Slice of Life Challenge Day #30
The Art of Crossing
In NYC, you cross the street by looking both ways and if the street is clear of cars, buses, taxis or buses, you cross. A true New Yorker doesn’t pay much attention to weather the pedestrian crossing sign is red or green. New Yorkers are always busy and have some place to go.
In Seoul, you cross the street by looking at the pedestrian crossing sign. Jaywalking is not as common as people will usually wait to cross.
In Singapore, you cross the street by looking to your left first, then to your right, since they drive on the left side of the road. I definitely had a few close encounters of looking at the wrong side when I first arrived. People tend to wait for the crosswalk sign to turn green.

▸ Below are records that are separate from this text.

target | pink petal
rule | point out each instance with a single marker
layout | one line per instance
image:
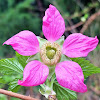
(69, 75)
(35, 73)
(78, 45)
(25, 43)
(53, 24)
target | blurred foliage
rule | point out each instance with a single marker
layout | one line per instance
(15, 16)
(18, 15)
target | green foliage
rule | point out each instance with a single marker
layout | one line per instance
(22, 59)
(2, 80)
(64, 93)
(15, 17)
(87, 67)
(13, 85)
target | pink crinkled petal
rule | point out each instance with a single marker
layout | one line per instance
(69, 75)
(53, 24)
(35, 73)
(25, 43)
(78, 45)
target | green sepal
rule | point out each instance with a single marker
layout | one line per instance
(10, 66)
(41, 41)
(13, 85)
(64, 58)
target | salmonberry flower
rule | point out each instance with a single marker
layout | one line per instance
(68, 73)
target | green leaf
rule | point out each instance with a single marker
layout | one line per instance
(10, 66)
(2, 80)
(13, 86)
(41, 41)
(87, 67)
(34, 57)
(64, 93)
(22, 59)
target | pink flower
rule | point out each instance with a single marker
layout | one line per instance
(68, 73)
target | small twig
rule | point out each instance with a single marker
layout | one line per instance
(89, 21)
(74, 26)
(12, 94)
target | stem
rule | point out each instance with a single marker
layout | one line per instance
(16, 95)
(52, 97)
(31, 91)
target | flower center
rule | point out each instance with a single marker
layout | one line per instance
(50, 53)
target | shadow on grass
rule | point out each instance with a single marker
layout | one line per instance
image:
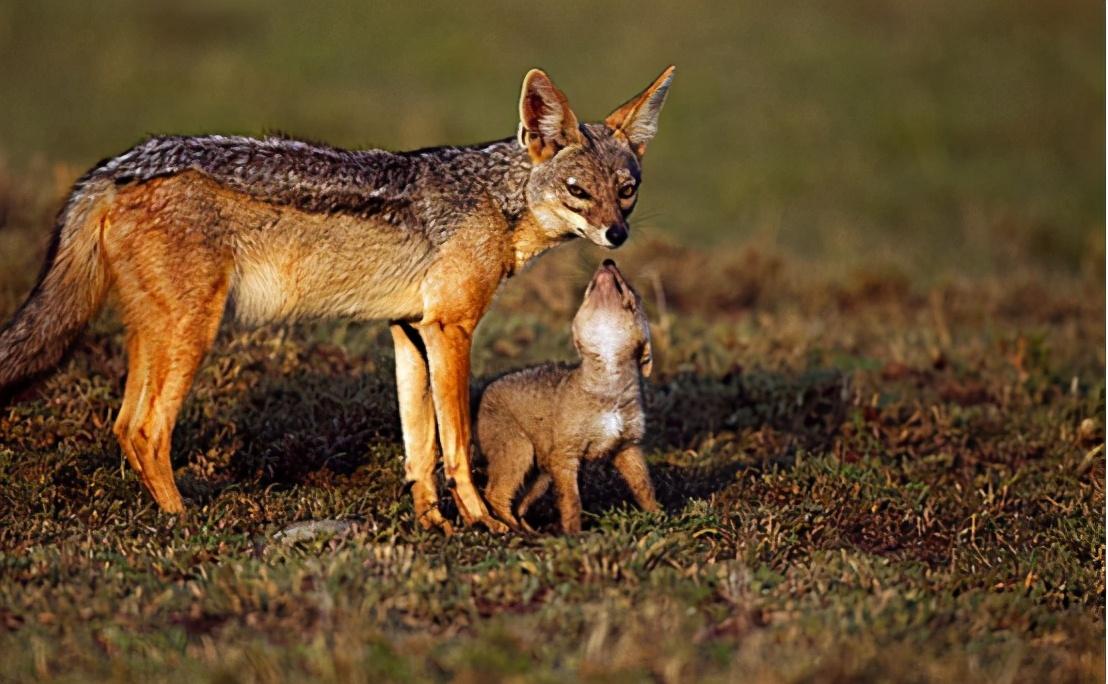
(315, 428)
(688, 414)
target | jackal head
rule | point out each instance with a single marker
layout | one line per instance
(584, 179)
(611, 325)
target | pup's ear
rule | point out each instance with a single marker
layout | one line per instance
(637, 119)
(646, 359)
(546, 122)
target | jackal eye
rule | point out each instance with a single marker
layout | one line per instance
(575, 190)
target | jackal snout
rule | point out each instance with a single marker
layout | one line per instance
(612, 323)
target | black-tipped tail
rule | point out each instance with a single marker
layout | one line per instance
(69, 292)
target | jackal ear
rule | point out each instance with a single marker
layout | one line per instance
(546, 122)
(637, 119)
(646, 359)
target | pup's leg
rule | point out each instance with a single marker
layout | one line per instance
(510, 458)
(417, 421)
(448, 350)
(632, 466)
(568, 498)
(537, 489)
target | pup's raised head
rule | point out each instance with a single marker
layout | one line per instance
(611, 326)
(584, 180)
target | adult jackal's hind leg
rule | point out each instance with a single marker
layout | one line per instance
(417, 422)
(163, 359)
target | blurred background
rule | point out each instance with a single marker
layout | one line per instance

Singapore is pretty strict with their laws here! 🙂
In Hanoi, you look to check there are no cars coming right away then you just cross the street, not paying too much attention to the hundreds of scooters (motor bikes) coming your way. Our tour guide told us that there are about 1-3 scooters per person. When there are more than 6 million people in Hanoi, that is a a lot of scooters on the narrow streets.
We quickly learned the art of crossing the street here after a week. You would very rarely see pedestrian crossing signs on the streets in the old quarter. Our technique worked quite well. You crossed quickly and looked straight ahead, without making eye contact with the mass of scooters and cars coming your way. It was easier for the scooters to weave around you as you walk then you stopping and waiting for the scooters to cease. The fact was, the scooters coming down the street were endless. You would be waiting all day to cross the street.
We were able to cross efficiently and safely using our method, even though most times inside I felt incredibly terrified that I would get hit. Hanoi was definitely the only city I’ve been to where all the rules to crossing the street were completely opposite than what I was used to.